The soil of the Hungarian forests is diverse: brown forest soils, chernozem, sandy soils, alluvial and stony soils all vary under the tree stands.

Challenges for this land type

A pressing threat to this land type is the appearance of non-native plant and animal species: some of which spread on their own in natural areas, transforming the soil and displacing the native tree species together with most of the wildlife associated with them.

Just as Climate change is seriously challenging the entire living world, forests are no exception. Over the past centuries, forest management has evolved almost completely and the species composition and age structure of the forest area is decided on the basis of economic considerations. Due to their current condition, forests are sensitive to a number of problems caused by climate change such as frequent storms or abnormally hot days, which can lead to windfalls, fires, insect damage, etc.

Other hazards

In addition to climate change, decreasing groundwater levels due to water management practices such as river regulation and inland water drainage threaten the survival of lowland forests.
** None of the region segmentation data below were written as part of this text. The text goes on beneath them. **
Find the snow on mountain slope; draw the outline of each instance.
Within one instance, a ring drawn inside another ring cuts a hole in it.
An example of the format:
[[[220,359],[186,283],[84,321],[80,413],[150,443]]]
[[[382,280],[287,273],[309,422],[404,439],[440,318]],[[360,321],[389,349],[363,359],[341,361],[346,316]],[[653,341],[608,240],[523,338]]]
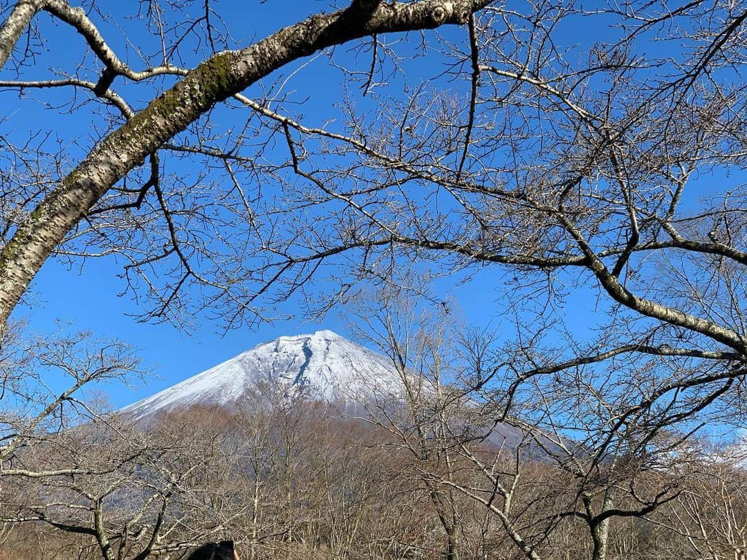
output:
[[[401,395],[384,356],[335,334],[280,337],[122,409],[138,419],[193,405],[231,407],[259,388],[347,404]]]

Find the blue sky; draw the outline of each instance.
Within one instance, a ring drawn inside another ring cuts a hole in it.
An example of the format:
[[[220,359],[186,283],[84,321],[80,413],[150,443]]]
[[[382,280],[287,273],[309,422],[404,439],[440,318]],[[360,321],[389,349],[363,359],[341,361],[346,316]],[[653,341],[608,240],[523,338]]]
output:
[[[217,5],[231,7],[242,4],[235,0],[223,0]],[[111,13],[108,21],[92,16],[94,21],[102,24],[105,36],[115,50],[124,53],[131,49],[131,45],[128,46],[124,34],[114,25],[118,23],[125,26],[132,44],[152,48],[152,45],[149,46],[148,44],[151,40],[142,31],[138,31],[142,22],[137,19],[123,17],[133,15],[137,10],[137,3],[118,3],[116,7],[122,13]],[[310,13],[325,9],[329,9],[326,1],[281,3],[270,0],[254,3],[251,9],[232,10],[233,15],[228,24],[236,43],[246,46],[283,25],[295,22]],[[53,24],[46,16],[40,16],[39,22],[52,51],[40,57],[36,66],[31,69],[25,77],[29,79],[49,77],[49,67],[72,70],[69,61],[78,60],[84,52],[82,40],[66,26]],[[604,33],[607,30],[600,26],[595,31]],[[577,31],[568,29],[563,32],[571,35]],[[444,32],[454,40],[466,35],[463,28],[451,28]],[[586,30],[586,33],[588,35],[589,31]],[[120,55],[125,57],[123,54]],[[190,58],[188,49],[185,57],[185,65],[193,65],[201,59],[199,56]],[[92,63],[90,60],[88,63]],[[419,66],[426,75],[440,72],[442,70],[440,63],[435,57],[425,57],[415,63],[416,67]],[[141,66],[134,59],[132,64],[137,68]],[[334,87],[331,84],[337,83],[338,77],[323,58],[314,64],[313,83],[309,84],[307,90],[294,95],[299,98],[309,97],[303,105],[305,116],[311,124],[319,125],[327,116],[325,108],[330,98],[334,98],[334,94],[337,93],[336,90],[332,91]],[[266,83],[272,81],[273,77],[270,77]],[[249,94],[255,94],[260,90],[261,87],[255,87]],[[131,87],[125,91],[133,93],[129,99],[140,103],[146,102],[152,93],[149,93],[147,87],[144,90]],[[46,109],[43,105],[45,102],[58,98],[54,93],[45,92],[34,92],[33,95],[40,102],[26,100],[22,103],[16,94],[0,94],[0,106],[4,109],[3,114],[10,115],[8,122],[13,134],[19,138],[30,131],[52,128],[63,142],[74,143],[78,138],[83,139],[81,146],[69,144],[66,150],[72,160],[82,157],[90,146],[90,142],[85,140],[90,134],[89,121],[93,118],[87,112],[88,109],[84,108],[72,114]],[[137,306],[131,295],[118,295],[125,287],[123,281],[117,278],[120,272],[121,267],[111,258],[89,259],[82,267],[76,265],[72,269],[51,260],[32,285],[31,307],[19,308],[16,313],[16,317],[29,317],[32,332],[52,331],[55,322],[61,320],[70,323],[75,329],[90,329],[102,337],[116,337],[137,348],[144,364],[154,368],[158,378],[149,379],[146,385],[140,385],[135,391],[110,388],[111,400],[115,407],[149,395],[278,336],[319,329],[329,329],[343,335],[349,335],[348,320],[344,309],[332,311],[322,323],[312,323],[304,319],[294,302],[279,306],[281,314],[293,314],[294,319],[261,325],[256,330],[242,329],[224,333],[220,326],[204,317],[197,317],[196,328],[190,331],[180,330],[167,324],[139,323],[131,315],[143,309]],[[506,309],[503,300],[506,292],[501,276],[503,272],[498,267],[483,267],[465,284],[457,285],[458,279],[447,279],[440,281],[436,289],[440,297],[453,298],[465,319],[472,325],[500,328],[503,320],[501,313]],[[560,281],[562,279],[561,276]],[[590,296],[588,293],[574,292],[565,303],[567,320],[580,329],[580,333],[583,332],[585,327],[592,326],[589,317],[596,305],[595,295],[595,292]]]

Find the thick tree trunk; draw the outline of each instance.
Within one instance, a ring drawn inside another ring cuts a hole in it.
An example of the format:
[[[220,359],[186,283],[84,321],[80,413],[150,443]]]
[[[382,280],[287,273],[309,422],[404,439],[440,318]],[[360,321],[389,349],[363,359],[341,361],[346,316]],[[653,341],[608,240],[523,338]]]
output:
[[[464,24],[472,11],[488,3],[356,0],[345,10],[312,16],[241,51],[214,55],[96,146],[21,224],[0,253],[0,326],[55,247],[96,201],[216,102],[326,47],[374,34]],[[5,39],[0,41],[0,57],[4,57],[0,63],[7,60],[37,9],[35,3],[19,2],[0,28],[0,37]]]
In most parts of the country, the high density of wild animals also causes issues with the regeneration of forests. Human-caused, and mostly illegal, impacts on forests are also very typical around settlements: buildings, road construction, waste disposal, technical sports that cause erosion, etc.

Who and what is affected?

This situation affects forest owners and managers in the first instance but extends to the whole society through climate and biodiversity change, as well as natural wildlife.

Possible solutions

Possible solutions to the current scenario could be found through:

  • Reforestation with the help of saplings from the seeds of the old forest in a natural way;
  • Traditional forest management based on natural processes adapted to the forest type;
  • Increasing the return to the natural state of forests by transforming its structure and replacing non-native tree stands with native ones.